What was once a pillar of stability was suddenly increasingly fractured. I could no longer count on all of my favorite people to be available whenever I wanted them to be.
That said, each of us deeply cares about friendship and wanted (needed) to make it work. Through intentional conversation and planning, my friends and I were able to build new traditions to support the needs of our lives.
Here are a few tips to support friendships through life transitions:
Communicate openly and honestly about how you feel in the transition
Experiencing transitions in relationships can be challenging, especially if you’re not the person experiencing a transition. Be open with your friends about how you feel and communicate your needs with clarity and respect.
Set aside intentional time to spend together
When I moved out of my apartment that I shared with my friends to live with my now fiancé, I realized how much I missed being able to casually share meals or make weekend plans. To ensure we still had intentional time together, my former roommates and I began sharing Sunday night dinners and did our best to prioritize that commitment.
For the long-distance friend, start a letter-writing campaign
One difficult life change is when friends move away. To manage my post-undergraduate blues, I started passing a journal around my college friend group. Once one person writes in the journal, they pass it to the next person until the rotation is complete. It’s always an exciting day when I get the journal in the mail and can read the thoughtful comments of my friends.
Follow through on commitments as often as you can
Life can get pretty busy sometimes, and evening activities can often feel like a chore. If you have plans with a friend, do what you can to follow through so you’re able to maintain your friendship. Flakiness can often lead to relational deterioration.
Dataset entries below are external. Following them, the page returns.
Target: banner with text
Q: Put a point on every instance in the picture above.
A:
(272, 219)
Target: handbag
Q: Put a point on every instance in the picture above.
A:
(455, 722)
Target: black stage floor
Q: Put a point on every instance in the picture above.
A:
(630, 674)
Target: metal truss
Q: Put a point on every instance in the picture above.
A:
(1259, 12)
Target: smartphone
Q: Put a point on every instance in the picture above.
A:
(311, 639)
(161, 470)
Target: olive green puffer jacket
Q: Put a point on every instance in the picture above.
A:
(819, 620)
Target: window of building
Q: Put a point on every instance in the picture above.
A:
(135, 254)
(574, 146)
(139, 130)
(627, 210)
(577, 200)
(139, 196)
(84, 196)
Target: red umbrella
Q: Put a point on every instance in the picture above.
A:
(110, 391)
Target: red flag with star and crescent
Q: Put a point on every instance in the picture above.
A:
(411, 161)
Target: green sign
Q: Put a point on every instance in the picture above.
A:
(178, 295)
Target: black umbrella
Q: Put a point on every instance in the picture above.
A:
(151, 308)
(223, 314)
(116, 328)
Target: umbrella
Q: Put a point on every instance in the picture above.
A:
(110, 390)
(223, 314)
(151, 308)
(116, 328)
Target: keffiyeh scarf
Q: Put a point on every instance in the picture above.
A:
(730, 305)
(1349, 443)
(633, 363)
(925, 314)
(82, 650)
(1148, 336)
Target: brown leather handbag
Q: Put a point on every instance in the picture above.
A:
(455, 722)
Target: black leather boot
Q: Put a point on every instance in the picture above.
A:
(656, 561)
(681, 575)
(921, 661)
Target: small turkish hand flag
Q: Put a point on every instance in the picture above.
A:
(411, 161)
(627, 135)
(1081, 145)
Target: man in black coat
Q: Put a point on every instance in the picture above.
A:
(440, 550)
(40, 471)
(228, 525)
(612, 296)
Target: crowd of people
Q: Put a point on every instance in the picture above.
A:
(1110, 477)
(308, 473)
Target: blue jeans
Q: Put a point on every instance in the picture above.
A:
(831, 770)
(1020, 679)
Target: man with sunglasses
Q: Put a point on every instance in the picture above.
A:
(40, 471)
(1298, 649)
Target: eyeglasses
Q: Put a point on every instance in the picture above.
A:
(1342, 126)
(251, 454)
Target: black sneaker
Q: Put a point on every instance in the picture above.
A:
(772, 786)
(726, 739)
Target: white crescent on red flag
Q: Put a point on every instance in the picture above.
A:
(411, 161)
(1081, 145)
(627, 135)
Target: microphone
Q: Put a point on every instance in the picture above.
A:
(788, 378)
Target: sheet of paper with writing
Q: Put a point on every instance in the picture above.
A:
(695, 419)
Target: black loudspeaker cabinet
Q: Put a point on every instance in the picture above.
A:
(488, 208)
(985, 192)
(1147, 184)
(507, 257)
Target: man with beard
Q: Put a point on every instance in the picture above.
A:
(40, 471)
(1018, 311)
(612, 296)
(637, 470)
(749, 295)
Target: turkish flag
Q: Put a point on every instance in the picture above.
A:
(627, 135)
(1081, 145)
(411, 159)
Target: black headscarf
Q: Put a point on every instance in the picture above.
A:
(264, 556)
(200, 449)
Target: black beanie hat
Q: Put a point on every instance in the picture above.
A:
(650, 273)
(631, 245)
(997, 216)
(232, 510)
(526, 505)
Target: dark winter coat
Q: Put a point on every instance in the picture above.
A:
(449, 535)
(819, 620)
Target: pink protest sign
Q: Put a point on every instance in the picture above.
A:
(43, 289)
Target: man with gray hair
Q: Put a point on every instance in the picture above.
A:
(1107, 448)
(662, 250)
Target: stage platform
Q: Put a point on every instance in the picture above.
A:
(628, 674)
Trust that your friends are acting with good intentions
If your friend does something out of character that feels harmful, try to give them the benefit of the doubt until you’re able to talk to them. This person likely is someone who cares for you and hopefully wouldn’t want to cause harm. Giving someone grace and an open mind can be healing and can build a stronger bond.
The bottom line: Sometimes life transitions can put pressure on the strength of your friendship, but that pressure can make your bond stronger. Being present to friends through various life stages is sure to deepen those friendships for years to come.